Cowell had gone this route before, with Robson And Jerome, but there are obvious limitations to using actors: they have other commitments, and they’re harder to control. Cowell, you feel, was happy enough to be parasitic on a successful show in his early career, but needed to own more and more of the process. A band that mixed Robson And Jerome and Boyzone was a logical step.

Still, there was something about TV and the eyeballs it brought in. You don’t need to rely on lyrical analysis to suggest Westlife had a distinctive fanbase: you could also point to their dominant showing at ITV’s Record Of The Year awards. This show – brainchild of another proud pop game-player, Jonathan King – had a simple format: a tinselly celebration of the year’s big singles, with the winner crowned by a Eurovision-style phone vote. In sales terms, Westlife barely figured on the end-of-year charts. At Record Of The Year, in the phone vote, they cleaned up. It seemed the singles-buying tip of Westlife fans concealed a larger iceberg: a family TV audience who really glommed onto them but had zero interest in the rest of music. Further evidence, though, that Westlife’s fanbase was something unusual.

So let’s go back to that initial, absurd, comparison: Elvis, The Beatles, and Westlife.

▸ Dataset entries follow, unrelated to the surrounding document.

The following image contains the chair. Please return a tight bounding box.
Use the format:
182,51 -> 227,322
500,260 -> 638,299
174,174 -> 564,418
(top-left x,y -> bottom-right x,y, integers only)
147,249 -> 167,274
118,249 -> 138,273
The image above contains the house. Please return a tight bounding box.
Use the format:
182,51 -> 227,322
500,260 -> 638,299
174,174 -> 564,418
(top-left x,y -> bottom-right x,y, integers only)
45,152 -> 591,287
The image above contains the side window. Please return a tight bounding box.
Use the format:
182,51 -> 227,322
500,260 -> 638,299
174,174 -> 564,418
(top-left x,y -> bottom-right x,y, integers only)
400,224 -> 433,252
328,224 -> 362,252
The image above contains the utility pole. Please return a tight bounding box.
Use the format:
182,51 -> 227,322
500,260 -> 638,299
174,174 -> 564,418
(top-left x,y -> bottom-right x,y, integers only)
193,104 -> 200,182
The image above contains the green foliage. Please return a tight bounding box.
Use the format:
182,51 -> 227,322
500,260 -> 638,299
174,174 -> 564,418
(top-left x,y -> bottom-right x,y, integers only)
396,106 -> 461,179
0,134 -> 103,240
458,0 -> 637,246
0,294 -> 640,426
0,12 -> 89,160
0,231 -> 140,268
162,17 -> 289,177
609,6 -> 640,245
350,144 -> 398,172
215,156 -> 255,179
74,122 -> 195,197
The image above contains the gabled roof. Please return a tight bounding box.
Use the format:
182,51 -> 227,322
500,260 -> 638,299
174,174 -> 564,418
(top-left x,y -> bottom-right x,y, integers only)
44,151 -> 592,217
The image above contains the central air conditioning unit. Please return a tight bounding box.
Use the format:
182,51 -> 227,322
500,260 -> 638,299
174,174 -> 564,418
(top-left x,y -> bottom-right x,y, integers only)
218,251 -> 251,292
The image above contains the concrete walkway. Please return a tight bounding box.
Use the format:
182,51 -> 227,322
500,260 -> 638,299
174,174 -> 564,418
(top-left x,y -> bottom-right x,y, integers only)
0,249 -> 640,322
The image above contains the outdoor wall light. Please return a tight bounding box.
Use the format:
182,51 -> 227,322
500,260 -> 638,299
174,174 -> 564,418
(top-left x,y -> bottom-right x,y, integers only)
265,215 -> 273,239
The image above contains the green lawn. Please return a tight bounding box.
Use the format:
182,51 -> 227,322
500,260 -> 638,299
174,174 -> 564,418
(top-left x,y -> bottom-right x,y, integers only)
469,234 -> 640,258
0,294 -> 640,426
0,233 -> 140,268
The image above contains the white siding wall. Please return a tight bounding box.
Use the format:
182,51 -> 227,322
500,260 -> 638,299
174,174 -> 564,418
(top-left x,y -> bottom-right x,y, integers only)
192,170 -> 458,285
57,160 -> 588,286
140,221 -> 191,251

It turns out they do have something in common: all three of them succeeded by creating a new audience. The difference is that the new audiences of Elvis and the Beatles woke hungry for new records, more records that could keep tapping the feelings those artists did. So their energies fed back into pop. But Westlife inspired few imitators: even other boybands mostly stayed away from the wholesale commitment to steadiness Westlife’s music implied. But that didn’t mean there weren’t ways of tapping – and broadening – Westlife’s newly potent audience. There’s a sense with hindsight of a jigsaw here whose pieces aren’t quite fitting. Simon Cowell. A bunch of singers. A family audience. A national phone vote. Just as Boyzone were the caterpillar for Westlife, so Westlife themselves look like a chrysalis stage for something yet vaster.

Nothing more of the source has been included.